Tout ce dispositif composant et décomposant l’espace visuel et sonore forme uncreuset, une chambre d’échos où la parole et les corps des acteurs vont s’inscrire (Serge Cartellier, Nouche Jouglet-Marcus, Jean-Benoît L’Héritier, Aliénor de Mezamat, Sophie Pernette, Nicolas Thevenot). C’est là que la partition devient difficile et demande un doigté exceptionnel. Bernard, Neville, Louis, Susan, Jinny et Rhoda, ces figures du texte auxquelles Virginia Woolf donne un prénom mais pas toujours un visage sont-elles des personnages à part entière ? Ne sont-elles pas aussi un seul personnage ou plutôt une figure aux multiples facettes ?

Chaque figure parle de Perceval et est fasciné par lui. Un personnage en creux. Celui qui n’ouvrira pas la porte, qu’on ne verra jamais, qui partira aux Indes, qui mourra. Celui que l’on attend au centre de l’espace qu’aucun autre n’ira fouler. Le spectacle comme le livre est construit autour d’un centre absent.

« Du moins ai-je tenté de saisir ma vision »

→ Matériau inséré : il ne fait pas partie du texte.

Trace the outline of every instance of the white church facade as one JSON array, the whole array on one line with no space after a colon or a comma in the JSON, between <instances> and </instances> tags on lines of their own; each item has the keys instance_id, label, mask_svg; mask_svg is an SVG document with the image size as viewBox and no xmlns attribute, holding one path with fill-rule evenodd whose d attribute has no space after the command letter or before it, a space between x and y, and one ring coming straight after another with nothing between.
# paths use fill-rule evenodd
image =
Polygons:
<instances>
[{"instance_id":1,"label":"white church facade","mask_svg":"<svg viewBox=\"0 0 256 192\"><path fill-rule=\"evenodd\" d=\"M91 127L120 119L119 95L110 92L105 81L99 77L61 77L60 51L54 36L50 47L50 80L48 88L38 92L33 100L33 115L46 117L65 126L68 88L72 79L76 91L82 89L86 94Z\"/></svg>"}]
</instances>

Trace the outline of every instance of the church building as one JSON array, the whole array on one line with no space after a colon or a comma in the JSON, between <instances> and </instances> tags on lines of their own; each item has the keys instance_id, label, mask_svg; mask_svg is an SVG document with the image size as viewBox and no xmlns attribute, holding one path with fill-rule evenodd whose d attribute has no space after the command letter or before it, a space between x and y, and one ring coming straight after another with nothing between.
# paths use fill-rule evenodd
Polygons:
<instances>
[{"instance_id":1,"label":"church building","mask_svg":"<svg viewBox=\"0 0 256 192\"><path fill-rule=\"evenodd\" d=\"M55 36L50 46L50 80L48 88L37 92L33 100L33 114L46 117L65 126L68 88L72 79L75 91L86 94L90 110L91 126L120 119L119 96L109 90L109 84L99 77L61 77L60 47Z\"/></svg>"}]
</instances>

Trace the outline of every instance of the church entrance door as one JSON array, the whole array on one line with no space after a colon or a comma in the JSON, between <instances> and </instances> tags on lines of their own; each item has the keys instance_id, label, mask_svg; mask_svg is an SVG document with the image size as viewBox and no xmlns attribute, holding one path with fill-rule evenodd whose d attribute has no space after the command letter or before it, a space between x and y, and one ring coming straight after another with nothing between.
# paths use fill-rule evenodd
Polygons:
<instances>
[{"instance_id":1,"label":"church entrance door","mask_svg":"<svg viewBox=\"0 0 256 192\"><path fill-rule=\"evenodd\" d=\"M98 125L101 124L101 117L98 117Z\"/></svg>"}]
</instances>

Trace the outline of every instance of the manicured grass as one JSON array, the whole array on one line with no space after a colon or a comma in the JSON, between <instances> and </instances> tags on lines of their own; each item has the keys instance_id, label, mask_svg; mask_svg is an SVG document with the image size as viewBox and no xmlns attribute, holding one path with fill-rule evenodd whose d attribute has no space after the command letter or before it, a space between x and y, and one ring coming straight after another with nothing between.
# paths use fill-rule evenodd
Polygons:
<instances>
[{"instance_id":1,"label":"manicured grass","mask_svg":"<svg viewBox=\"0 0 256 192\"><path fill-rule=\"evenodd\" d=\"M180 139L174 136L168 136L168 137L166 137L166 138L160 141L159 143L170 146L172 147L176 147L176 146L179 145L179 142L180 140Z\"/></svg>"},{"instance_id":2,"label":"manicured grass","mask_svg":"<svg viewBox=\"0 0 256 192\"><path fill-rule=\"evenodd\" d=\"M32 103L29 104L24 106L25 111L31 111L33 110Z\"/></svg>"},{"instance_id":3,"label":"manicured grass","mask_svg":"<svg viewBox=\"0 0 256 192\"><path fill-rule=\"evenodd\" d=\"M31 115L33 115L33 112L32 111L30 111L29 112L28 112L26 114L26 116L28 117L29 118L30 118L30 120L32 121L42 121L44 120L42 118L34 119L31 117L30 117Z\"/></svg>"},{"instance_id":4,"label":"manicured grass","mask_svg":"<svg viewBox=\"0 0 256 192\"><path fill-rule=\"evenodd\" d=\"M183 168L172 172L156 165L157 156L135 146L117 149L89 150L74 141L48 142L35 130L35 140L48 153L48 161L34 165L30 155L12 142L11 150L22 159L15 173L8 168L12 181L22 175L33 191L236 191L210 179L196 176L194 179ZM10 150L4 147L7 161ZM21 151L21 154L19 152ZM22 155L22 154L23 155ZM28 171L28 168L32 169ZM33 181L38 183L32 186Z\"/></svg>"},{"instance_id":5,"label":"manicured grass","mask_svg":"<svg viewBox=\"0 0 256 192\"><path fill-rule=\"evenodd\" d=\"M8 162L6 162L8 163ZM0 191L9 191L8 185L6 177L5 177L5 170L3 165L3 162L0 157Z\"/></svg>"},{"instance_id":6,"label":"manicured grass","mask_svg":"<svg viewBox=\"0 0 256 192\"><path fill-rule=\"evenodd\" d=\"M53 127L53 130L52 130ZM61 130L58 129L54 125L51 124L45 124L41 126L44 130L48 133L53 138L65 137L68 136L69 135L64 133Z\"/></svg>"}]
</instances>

Une incertitude d’être, voilà ce qui habite chacun d’entre eux, comme en dérive d’identité. Ils vont, viennent ; s’ils se fixent, c’est dans une posture provisoire et cela le spectacle le traduit bien également. Et puis vient la parole du livre, une concomitance de voix solitaires. C’est délicat la parole, ça part parfois d’un coup comme un fusil, il y a des violences, des accalmies, du pianissimo,  des rires qui n’en sont pas, des trilles, des bruissements d’oiseaux, des dialogues intérieurs qui affleurent aux lèvres. Pas facile d’emprunter les spirales de ce texte par endroits complètement barré, les voies parfois accidentées et soudain fluides, quasi liquides des phrases de Virginia Woolf. Trop d’affirmation ou un rire mécanique, et on tombe dans les ornières du (vieux) théâtre. Une voix venue d’on se sait où, un dialogue entre la voix et l’image, la voix et le son d’un verre brisé, et le théâtre file vers le bel obscur, l’impalpable et là s’ouvre le lit de beaux déferlements.

Elles vont et viennent, ces vagues de mots, elles aiment un théâtre fait d’écoulements de sabliers, d’éclairs et de clapotis d’eaux troubles. Le spectacle oscille lui aussi entre différents pôles. On pourrait dire de lui ce que Virginia Woolfdit de son cheminement le 17 juillet 1931 dans son journal alors qu’elle vient d’achever Les Vagues, son texte le plus personnel : « Du moins ai-je tenté de saisir ma vision et si je n’y suis pas parvenue, j’aurai quand mêmejeté mes filets dans la bonne direction. » Le verdict de son premier lecteur, Léonard Woolf, sera sans appel : « c’est un chef-d’œuvre ».   

Théâtre de L’Echangeur (Bagnolet), 20h30, dim 17h, jusqu’au 12 mars.